Die Klägerin hat bei diesem Sachvortrag die Folgen ihres eigenen Verhaltens selbst zu tragen.

Damit ist die Berufung verfristet und unzulässig. Sie ist gemäß § 158 Abs. 1 Satz 1 SGG als unzulässig zu verwerfen.

Das Urteil des Sozialgerichts Nürnberg ist damit rechtskräftig, die angefochtenen Bescheide der Beklagten sind bindend geworden.

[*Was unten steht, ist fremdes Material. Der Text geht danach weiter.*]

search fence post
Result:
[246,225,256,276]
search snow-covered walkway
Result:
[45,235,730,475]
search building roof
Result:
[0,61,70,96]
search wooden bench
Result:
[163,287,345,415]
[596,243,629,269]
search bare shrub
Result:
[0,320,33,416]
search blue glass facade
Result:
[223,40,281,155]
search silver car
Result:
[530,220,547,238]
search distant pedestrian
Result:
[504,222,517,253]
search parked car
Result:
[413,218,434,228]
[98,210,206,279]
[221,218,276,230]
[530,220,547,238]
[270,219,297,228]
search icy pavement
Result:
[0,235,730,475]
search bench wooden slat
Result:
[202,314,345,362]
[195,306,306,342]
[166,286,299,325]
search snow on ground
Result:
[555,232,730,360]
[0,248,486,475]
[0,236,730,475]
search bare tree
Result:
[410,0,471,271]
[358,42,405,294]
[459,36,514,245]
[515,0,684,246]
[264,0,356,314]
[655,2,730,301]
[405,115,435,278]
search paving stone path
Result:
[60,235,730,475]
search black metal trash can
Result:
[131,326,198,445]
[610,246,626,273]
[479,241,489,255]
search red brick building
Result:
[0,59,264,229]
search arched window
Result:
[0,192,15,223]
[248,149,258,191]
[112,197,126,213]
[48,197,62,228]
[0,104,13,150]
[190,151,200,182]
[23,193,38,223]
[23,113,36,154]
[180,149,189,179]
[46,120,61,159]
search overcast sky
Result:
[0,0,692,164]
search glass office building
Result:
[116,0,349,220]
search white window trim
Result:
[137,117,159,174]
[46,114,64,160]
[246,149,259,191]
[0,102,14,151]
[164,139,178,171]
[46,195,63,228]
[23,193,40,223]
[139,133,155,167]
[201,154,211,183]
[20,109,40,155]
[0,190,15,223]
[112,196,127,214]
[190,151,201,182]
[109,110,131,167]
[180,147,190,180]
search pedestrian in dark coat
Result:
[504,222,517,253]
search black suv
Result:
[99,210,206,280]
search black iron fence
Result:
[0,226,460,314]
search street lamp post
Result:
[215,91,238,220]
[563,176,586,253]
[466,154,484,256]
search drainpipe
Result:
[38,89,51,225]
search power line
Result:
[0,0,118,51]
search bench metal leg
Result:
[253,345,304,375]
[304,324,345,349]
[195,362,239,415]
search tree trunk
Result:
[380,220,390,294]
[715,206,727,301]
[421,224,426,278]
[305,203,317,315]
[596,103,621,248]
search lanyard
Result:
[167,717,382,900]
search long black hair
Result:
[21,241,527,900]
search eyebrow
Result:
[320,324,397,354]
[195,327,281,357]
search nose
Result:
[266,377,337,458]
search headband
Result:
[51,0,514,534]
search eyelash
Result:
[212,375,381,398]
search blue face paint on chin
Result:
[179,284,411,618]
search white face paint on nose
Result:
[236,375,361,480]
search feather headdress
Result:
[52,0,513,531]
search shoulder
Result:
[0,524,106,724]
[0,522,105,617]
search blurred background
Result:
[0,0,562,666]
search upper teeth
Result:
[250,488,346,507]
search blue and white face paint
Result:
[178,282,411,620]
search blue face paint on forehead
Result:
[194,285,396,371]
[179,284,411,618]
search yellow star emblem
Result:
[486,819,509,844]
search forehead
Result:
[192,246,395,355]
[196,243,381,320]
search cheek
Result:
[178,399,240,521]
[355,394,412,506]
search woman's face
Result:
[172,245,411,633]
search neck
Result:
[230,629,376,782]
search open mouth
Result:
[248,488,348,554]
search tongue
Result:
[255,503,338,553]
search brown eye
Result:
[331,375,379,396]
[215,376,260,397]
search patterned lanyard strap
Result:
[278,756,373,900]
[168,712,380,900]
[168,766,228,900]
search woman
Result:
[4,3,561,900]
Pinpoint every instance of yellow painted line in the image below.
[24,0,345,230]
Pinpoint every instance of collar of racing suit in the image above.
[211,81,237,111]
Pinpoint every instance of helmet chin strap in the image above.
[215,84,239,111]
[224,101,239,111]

Eine materiell-rechtliche Überprüfung hinsichtlich der Gewährung von Rente wegen Erwerbsunfähigkeit kann der Senat nicht vornehmen.

Dennoch kann zusätzlich ausgeführt werden, dass die Klägerin auch unter keinem Gesichtspunkt einen materiell-rechtlichen Anspruch auf Rente wegen verminderter Erwerbsfähigkeit hat, da es ihr an den versicherungsrechtlichen Voraussetzungen fehlt. Der, versicherungsrechtlich gesehen, letztmögliche Versicherungsfall (vgl. §§ 43,44 SGB VI) war am 01.03.1990. Zu diesem Zeitpunkt liegen keinerlei Anhaltspunkte für ein vermindertes Erwerbsvermögen der Klägerin vor.

Die Kostenentscheidung beruht auf § 193 SGG.

Gründe für die Zulassung der Revision nach § 160 Abs. 2 Nrn. 1 und 2 SGG liegen nicht vor.